Sports Minister Amélie Oudea-Castera on May 30, 2022 at the Sports Ministry in Paris after an interministerial meeting on the dysfunctions in the organization of the Champions League final at the Stade de France Thomas COEX AFP

"The explanation of counterfeit notes is a marginal thing and they inflated it because they needed to find an explanation for their own failures", judges the head of a large group of supporters, present Saturday at the Stade de France.
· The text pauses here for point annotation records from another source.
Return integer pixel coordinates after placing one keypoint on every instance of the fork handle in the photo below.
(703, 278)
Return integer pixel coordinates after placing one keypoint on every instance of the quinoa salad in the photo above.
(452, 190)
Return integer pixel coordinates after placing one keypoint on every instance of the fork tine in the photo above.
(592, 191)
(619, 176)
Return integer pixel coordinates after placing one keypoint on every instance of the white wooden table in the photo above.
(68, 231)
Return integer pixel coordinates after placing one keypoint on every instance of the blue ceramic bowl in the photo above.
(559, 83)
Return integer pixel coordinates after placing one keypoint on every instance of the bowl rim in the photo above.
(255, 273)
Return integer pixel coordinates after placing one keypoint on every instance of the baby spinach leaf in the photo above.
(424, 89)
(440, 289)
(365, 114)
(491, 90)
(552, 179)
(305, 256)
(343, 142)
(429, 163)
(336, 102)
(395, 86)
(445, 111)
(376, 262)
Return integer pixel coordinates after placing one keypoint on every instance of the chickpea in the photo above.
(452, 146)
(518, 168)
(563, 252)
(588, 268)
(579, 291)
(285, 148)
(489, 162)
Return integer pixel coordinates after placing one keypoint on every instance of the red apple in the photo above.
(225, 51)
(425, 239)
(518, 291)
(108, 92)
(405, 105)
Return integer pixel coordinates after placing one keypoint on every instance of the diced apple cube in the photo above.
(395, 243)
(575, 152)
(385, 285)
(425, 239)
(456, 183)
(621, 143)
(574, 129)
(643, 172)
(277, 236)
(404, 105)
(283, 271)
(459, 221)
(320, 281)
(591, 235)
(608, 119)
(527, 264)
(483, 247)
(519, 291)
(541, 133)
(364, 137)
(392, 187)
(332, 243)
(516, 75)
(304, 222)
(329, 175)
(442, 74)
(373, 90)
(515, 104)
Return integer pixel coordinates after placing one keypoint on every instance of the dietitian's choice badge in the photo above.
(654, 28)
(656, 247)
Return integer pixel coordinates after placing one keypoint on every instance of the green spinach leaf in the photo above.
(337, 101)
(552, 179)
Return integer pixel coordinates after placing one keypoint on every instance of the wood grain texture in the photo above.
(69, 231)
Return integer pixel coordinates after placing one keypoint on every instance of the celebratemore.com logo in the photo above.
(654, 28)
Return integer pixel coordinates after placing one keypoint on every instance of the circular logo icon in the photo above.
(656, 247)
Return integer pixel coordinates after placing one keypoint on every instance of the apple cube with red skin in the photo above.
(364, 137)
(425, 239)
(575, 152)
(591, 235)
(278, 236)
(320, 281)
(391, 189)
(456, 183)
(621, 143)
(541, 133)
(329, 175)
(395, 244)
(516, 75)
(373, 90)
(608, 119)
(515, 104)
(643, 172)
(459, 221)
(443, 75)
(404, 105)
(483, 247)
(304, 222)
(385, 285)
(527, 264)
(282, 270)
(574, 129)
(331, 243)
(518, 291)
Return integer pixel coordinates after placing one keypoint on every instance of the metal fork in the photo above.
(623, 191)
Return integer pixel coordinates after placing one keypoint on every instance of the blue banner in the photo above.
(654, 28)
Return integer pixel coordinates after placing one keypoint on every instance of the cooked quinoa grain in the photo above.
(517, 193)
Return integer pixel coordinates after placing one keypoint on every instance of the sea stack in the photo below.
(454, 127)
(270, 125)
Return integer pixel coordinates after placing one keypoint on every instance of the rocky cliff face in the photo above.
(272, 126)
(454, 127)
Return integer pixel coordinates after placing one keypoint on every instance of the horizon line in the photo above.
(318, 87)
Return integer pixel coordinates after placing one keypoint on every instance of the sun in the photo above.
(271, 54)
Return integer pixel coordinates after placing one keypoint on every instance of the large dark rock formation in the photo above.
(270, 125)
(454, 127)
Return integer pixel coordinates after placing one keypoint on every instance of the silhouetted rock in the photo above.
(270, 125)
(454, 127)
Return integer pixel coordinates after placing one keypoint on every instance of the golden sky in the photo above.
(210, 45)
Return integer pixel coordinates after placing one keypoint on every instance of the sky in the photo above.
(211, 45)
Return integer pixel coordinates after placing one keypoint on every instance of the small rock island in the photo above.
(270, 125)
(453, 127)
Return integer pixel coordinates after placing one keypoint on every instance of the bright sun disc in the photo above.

If counterfeit tickets have always accompanied sporting or cultural events, the weight given to them by the French authorities seems disproportionate for some present on Saturday evening at the match.

"These are lies from the worst liars," said a Liverpool fan present at the match on Saturday and interviewed by AFP, Daniel Austin, 27.

"First they tried to blame the Liverpool fans, now they're trying to blame the counterfeits," English journalist Kaveh Solhekol told Sky Sports.